Abstract 2804: Early Invasive Management of Acute Coronary Syndromes without ST-elevation: Relation between Rate of Invasive Therapies and Very Long-term Mortality in the Randomized Trials
Background Randomized trials evaluating an early invasive against a conservative strategy show a benefit over a conservative approach in the composite of death, MI and revascularisation/recurrent ischemia. However, the rate of invasive therapies differed significantly in the trials. Moreover, there were also large differences in the rate of invasive therapies in the invasive versus the conservative arms (cross-over rate) in the different studies. Therefore we studied the differences in rate of invasive therapy in the study arms of the above trials, and correlated them with the benefit of the invasive therapy with regard to the very long-term mortality as recently published.
Methods and Results We analyzed very long-term mortality (30,932 patient-years) in the 9 trials carried out between 1996 and 2004, which randomized 10,558 patients with non-ST-elevation acute coronary syndromes to an early invasive or an ischemia-guided conservative strategy. Differences in the revascularization rate between the invasive and conservative strategies in the trials ranged between 10% and 39%. There was no relation of the differences in revascularization between invasive and conservative strategies and the benefit on mortality whatsoever (see figure⇓).

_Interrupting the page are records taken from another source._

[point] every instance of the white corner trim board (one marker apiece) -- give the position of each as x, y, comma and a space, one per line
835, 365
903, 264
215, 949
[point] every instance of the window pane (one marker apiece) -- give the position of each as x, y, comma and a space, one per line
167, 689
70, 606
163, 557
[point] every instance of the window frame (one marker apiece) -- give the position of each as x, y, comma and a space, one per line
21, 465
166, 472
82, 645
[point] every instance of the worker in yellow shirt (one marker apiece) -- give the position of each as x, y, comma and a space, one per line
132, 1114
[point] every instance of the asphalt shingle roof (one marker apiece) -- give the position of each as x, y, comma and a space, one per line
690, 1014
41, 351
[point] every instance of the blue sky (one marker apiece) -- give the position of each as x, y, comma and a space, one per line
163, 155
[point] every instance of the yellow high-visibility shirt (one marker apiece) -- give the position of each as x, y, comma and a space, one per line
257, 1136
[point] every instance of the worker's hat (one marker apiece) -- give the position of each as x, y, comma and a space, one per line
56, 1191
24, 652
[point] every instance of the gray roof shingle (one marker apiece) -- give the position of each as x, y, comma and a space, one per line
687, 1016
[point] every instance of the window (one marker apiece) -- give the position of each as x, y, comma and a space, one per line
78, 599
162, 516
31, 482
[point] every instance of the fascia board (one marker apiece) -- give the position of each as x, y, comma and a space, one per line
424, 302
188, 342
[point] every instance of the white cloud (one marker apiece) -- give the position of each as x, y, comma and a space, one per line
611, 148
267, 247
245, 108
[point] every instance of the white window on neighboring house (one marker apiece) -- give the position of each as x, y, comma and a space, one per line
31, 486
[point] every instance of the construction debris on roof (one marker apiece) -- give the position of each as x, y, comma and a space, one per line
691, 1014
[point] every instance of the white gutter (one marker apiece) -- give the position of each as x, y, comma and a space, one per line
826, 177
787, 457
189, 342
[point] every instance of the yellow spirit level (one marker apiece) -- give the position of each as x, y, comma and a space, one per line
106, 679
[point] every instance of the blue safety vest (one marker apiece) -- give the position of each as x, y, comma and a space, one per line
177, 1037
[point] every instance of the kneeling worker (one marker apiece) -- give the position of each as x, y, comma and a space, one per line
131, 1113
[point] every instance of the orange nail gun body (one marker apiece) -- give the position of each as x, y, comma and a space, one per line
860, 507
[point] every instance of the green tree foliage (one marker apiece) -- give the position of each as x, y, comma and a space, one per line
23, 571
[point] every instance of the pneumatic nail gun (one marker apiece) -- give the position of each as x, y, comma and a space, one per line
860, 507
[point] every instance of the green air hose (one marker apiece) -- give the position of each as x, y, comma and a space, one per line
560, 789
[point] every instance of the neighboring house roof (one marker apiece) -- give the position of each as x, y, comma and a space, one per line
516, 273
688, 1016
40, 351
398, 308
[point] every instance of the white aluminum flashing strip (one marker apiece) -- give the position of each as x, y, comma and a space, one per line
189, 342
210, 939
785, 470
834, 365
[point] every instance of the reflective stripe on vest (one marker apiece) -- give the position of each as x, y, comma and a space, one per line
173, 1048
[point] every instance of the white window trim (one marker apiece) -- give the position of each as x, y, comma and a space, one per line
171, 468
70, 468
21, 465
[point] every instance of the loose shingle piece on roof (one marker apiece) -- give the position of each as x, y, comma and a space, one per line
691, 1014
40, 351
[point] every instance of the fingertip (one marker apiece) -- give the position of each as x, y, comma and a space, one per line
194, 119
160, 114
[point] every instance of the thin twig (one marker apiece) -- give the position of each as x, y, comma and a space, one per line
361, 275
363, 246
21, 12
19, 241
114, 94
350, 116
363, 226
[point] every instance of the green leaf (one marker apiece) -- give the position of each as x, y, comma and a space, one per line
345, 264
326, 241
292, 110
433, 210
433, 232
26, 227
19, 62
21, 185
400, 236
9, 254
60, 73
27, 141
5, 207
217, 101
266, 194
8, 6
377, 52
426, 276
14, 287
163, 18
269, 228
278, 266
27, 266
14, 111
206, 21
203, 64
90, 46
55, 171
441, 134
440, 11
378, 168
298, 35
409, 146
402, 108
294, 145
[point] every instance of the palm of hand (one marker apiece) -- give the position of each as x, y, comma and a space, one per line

Conclusion Although most trials on non ST-elevation ACS reported a reduction in the composite of death, MI and revascularisation/ recurrent ischemia, an early invasive strategy does not lead to improved survival on the very long-term. There seems no relation between the difference in revascularisation rate and benefit on the very long term, which may explain the lack of efficacy of early intervention on very long-term mortality.